Lauterbach sei mit seiner Empfehlung zum zweiten Booster in Fachreisen "ziemlich exklusiv unterwegs", fügte Gassen an, um dann konkreter zu werden: "30- oder 40-Jährigen pauschal eine vierte Impfung zu empfehlen, das halte ich für falsch."

Parallel wird die Debatte um eine adäquate Strategie zu Eindämmung der Pandemie und zum gleichzeitigen Schutz des Gesundheitswesens vor einer weiteren Überlastung mit zunehmender Härte geführt. So hatte Gassen im Gespräch mit der NOZ auch eine Aufhebung aller Corona-Isolations- und Quarantänevorgaben gefordert.

Infektionen mit dem Sars-CoV-2 verliefen zunehmend mild, argumentierte Gassen: "Und wir sind das letzte Land in Europa, das noch derart aufgeregt über einen Corona-Notstand diskutiert." Würden die Quarantäne-Maßnahmen auch hierzulande gelockert, "würde die Personalnot vielerorts gelindert", so Gassen weiter: "Wir müssen zurück zur Normalität. Wer krank ist, bleibt zu Hause. Wer sich gesund fühlt, geht zur Arbeit."

Welche Anzahl von Impfdosen ist nötig und angemessen?

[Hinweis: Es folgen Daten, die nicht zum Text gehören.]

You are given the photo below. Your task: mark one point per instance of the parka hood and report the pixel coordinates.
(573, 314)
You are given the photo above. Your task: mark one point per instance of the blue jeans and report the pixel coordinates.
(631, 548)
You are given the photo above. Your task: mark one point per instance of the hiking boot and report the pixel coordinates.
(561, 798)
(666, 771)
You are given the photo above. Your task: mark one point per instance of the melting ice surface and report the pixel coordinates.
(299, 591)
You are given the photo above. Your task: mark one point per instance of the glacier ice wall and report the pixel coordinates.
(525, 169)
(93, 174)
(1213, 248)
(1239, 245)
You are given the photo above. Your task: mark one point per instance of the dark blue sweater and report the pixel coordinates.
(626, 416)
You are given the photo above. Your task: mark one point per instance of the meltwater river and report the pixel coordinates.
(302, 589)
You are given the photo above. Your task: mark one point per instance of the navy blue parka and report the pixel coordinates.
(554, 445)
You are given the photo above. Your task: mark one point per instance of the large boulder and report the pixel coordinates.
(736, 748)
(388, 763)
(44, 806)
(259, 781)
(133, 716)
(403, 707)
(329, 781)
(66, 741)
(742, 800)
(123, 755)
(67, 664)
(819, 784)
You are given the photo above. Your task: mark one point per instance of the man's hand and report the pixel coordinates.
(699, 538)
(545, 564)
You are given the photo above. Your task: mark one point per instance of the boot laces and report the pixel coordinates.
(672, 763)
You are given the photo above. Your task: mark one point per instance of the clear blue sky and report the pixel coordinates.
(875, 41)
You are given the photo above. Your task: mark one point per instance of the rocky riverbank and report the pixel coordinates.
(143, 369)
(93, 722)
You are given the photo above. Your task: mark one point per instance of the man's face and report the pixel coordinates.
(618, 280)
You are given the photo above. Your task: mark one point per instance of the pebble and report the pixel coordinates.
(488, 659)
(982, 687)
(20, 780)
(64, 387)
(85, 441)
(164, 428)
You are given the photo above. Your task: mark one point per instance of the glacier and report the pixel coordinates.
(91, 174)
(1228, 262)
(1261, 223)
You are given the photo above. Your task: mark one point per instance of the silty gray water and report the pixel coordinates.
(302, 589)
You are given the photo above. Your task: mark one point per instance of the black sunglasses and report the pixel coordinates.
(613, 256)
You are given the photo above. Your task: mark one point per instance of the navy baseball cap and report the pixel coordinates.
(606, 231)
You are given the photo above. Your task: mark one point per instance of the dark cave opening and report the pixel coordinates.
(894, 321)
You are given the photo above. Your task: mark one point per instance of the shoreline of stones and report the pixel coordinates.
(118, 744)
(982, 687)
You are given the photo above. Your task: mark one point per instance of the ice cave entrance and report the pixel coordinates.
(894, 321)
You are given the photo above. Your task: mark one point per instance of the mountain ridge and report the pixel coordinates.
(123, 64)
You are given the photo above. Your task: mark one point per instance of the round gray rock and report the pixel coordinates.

Lauterbach trat dieser Position entschieden entgegen. "Infizierte müssen zu Hause bleiben", schrieb er auf Twitter, "sonst steigen nicht nur die Fallzahlen noch mehr, sondern der Arbeitsplatz selbst wird zum Sicherheitsrisiko."

Gassen hielt dem entgegen, dass Mitarbeiter im Gesundheitswesen auch bei anderen Infektionskrankheiten zur Arbeit gingen, wenn sie sich gesund fühlten "So halten wir es mit der Grippe auch." Zudem seien die Corona-Verläufe trotz hoher Infektionszahlen "fast immer milde".

Zugleich sei es aber ein Problem für Einrichtungen des Gesundheitswesens, "dass positiv Getestete auch ohne Symptome mehrere Tage zu Hause bleiben (und) in Isolation geschickt werden". Diese Politik provoziere "Personalengpässe in den Kliniken und anderswo".

Für Kontroversen mit der KBV sorgt auch die grundsätzliche Impfstrategie des Bundesministers. Durch die Orientierung auf Massenimpfungen und entsprechende Großbestellungen relativ alter Impfstoffe würden bis zu einhundert Millionen Euro verschwendet, hieß es von dieser Seite.

So plane Lauterbach mit bis zu 60 Millionen Impfungen im Herbst und Winter. Nach einer Kalkulation der KBV ist aber nur von maximal 30 Millionen Impfungen auszugehen, so Gassen: Dabei seien eine zweite Auffrischungsimpfung für Patientinnen und Patienten ab 60 Jahren, ein erster Booster für alle Jüngeren und ein großes Kontingent für Ungeimpfte eingerechnet.

Die Kassenärzte gehen davon aus, dass das Ziel der Bundesregierung von 50 bis 60 Millionen Impfungen unrealistisch ist. Sollte Lauterbach mehr als 200 Millionen Dosen bestellt haben, "ist zu erwarten, dass Impfstoff im Wert von möglicherweise hundert Millionen Euro oder mehr weggeworfen werden muss", so Gassen.

Nicht auszuschließen ist, dass Lauterbach im Vergleich zu seinem Vorgänger Jens Spahn ins gegenteilige Extrem verfällt. Mitte Dezember vergangenen Jahres hatte er dem CDU-Politiker indirekt vorgeworfen, 20 Millionen Impfdosen zu wenig bestellt zu haben.